The x-axis presents the number of literature that use a certain evaluation parameter.

Accuracy

Commonly evaluating accuracy by recognition accuracy, F1-score, precision, recall, average precision (AP), etc., with almost all models using recognition accuracy to assess the performance. The equations related to the evaluation metrics are listed below:

Precision emphasizes the reliability of positive predictions and indicates the proportion of true positive predictions among all positive predictions:

P r e c i s i o n = \frac{T r u e P o s i t i v e s}{T r u e P o s i t i v e s + F a l s e P o s i t i v e s} .

(1)

Recall evaluates the model’s ability to identify all relevant instances, which is vital in minimizing false negatives. It reflects the percentage of true positive predictions among all actual positives:

R e c a l l = \frac{T r u e P o s i t i v e s}{T r u e P o s i t i v e s + F a l s e N e g a t i v e s} .

(2)

F $β$ -score is a metric that adjusts the balance between precision and recall using the parameter $β$ :

F_{β} = (1 + β^{2}) \cdot \frac{P r e c i s i o n \cdot R e c a l l}{β^{2} \cdot P r e c i s i o n + R e c a l l} .

(3)

When $β = 1$ , it becomes the F1-score, which gives equal weight to precision and recall. Larger $β$ emphasizes recall, while smaller $β$ emphasizes precision.

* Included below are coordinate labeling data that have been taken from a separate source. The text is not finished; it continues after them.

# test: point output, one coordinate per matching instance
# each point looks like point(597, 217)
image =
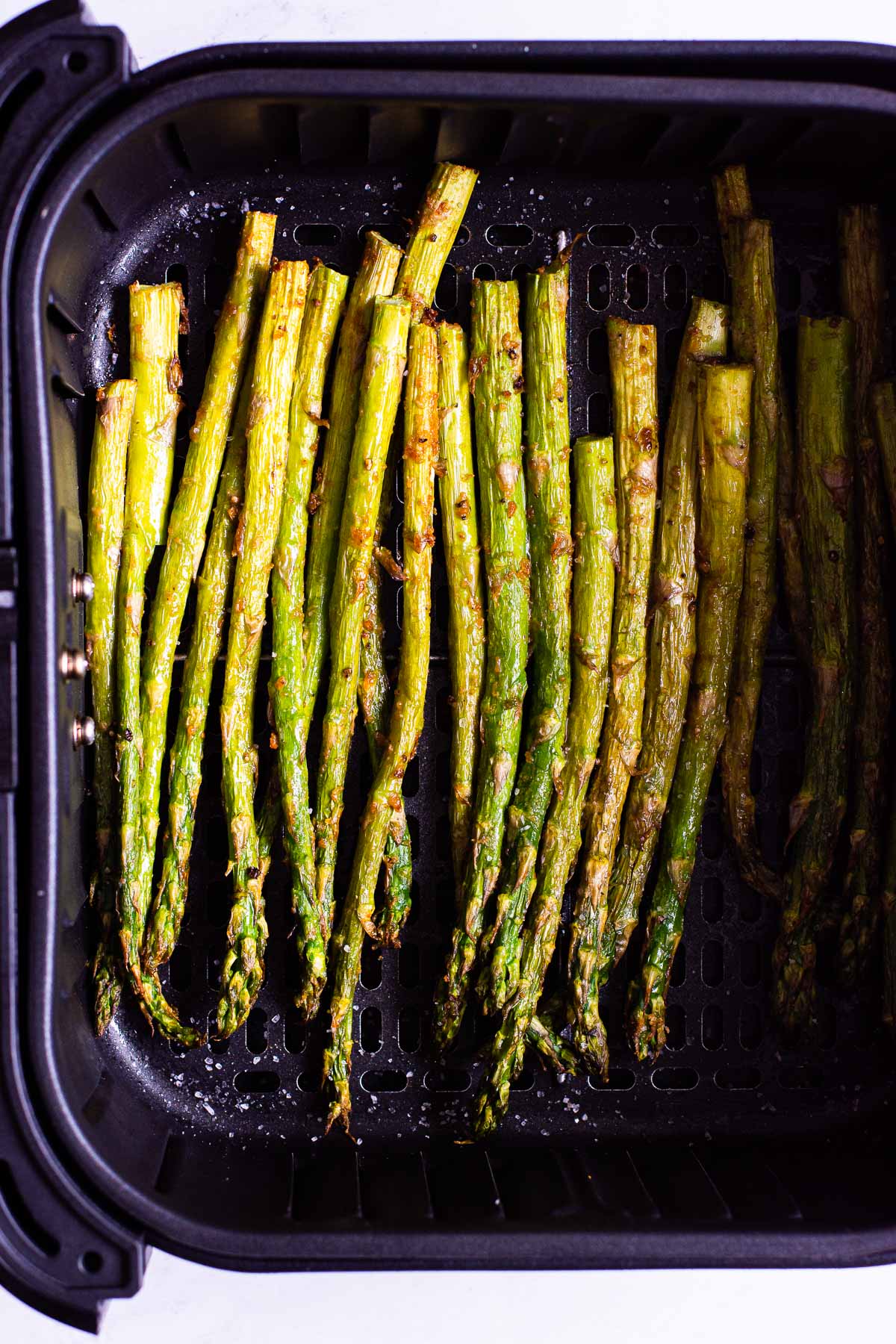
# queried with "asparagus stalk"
point(734, 201)
point(105, 524)
point(467, 598)
point(375, 277)
point(496, 381)
point(633, 367)
point(323, 312)
point(825, 477)
point(267, 452)
point(672, 636)
point(754, 337)
point(547, 476)
point(383, 806)
point(156, 314)
point(597, 556)
point(435, 228)
point(723, 444)
point(378, 406)
point(186, 759)
point(864, 293)
point(190, 514)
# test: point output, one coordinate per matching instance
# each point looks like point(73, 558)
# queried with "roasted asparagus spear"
point(467, 597)
point(547, 476)
point(186, 537)
point(723, 445)
point(267, 452)
point(383, 806)
point(754, 339)
point(597, 556)
point(156, 312)
point(671, 640)
point(378, 405)
point(186, 759)
point(496, 379)
point(323, 312)
point(105, 523)
point(633, 367)
point(862, 288)
point(825, 484)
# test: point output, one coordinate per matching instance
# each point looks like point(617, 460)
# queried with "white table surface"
point(190, 1303)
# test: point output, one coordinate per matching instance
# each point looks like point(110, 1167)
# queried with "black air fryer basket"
point(731, 1149)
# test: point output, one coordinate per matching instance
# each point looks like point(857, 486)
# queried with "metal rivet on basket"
point(73, 665)
point(82, 588)
point(84, 732)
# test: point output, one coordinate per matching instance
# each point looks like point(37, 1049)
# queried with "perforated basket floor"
point(647, 249)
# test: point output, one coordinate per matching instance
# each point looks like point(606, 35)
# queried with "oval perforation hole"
point(371, 1030)
point(675, 1078)
point(509, 235)
point(612, 235)
point(637, 287)
point(383, 1080)
point(600, 287)
point(447, 289)
point(676, 235)
point(257, 1081)
point(448, 1080)
point(317, 234)
point(675, 288)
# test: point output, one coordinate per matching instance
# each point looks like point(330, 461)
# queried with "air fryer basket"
point(729, 1151)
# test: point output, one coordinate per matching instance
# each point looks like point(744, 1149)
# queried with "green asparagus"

Average precision (AP) presents the relationship between precision and recall across different thresholds. It calculates the mean of Precision values at varying levels of recall:

A P = \int_{0}^{1} P (r) d r

(4)

where $r$ is the recall values ranging from 0 to 1, $P (r)$ is precision as a function of recall $r$ .

Mean average precision (mAP) evaluates multi-class object detection performance. It is the average of AP values across all classes:

m A P = \frac{1}{n} \sum_{i = 1}^{n} A P_{i}

(5)

where $n$ is the total number of classes, $i$ is the index of a class (ranging from 1 to $n$ , $A P_{i}$ is the Average Precision for class $i$ ).

Mean squared error (MSE) is a common evaluation metric that measures the average of the squared differences between the actual values ( $y_{i}$ ) and the predicted values ( ${\hat{y}}_{i}$ ). $n$ represents the total number of samples. $y_{i}$ is the actual (true) value for the ith observation. ( ${\hat{y}}_{i}$ ) is the predicted value for the ith observation.

M S E = \frac{1}{n} \sum_{i = 1}^{n} {(y_{i} - {\hat{y}}_{i})}^{2} .

(6)

Efficiency

Many studies evaluate efficiency by computational performance, mean detection time, run time, delay, etc. Computational performance is the average per frame processing time. Detection time means time for detecting hand gestures.

In brief, the majority of models concentrate on enhancing the accuracy, as illustrated in Fig. 6. As a result, in Fig. 8, the evaluation metrics for evaluating accuracy are significantly higher than efficiency. For accuracy, recognition accuracy is the largest because it provides a global assessment of the final performance throughout the real-time HGR process. Following is the F1-score, and its relevant precision and recall. On the contrary, other models demonstrate accuracy by evaluating the low error rate. For efficiency, most evaluation metrics are related to time consumption per frame.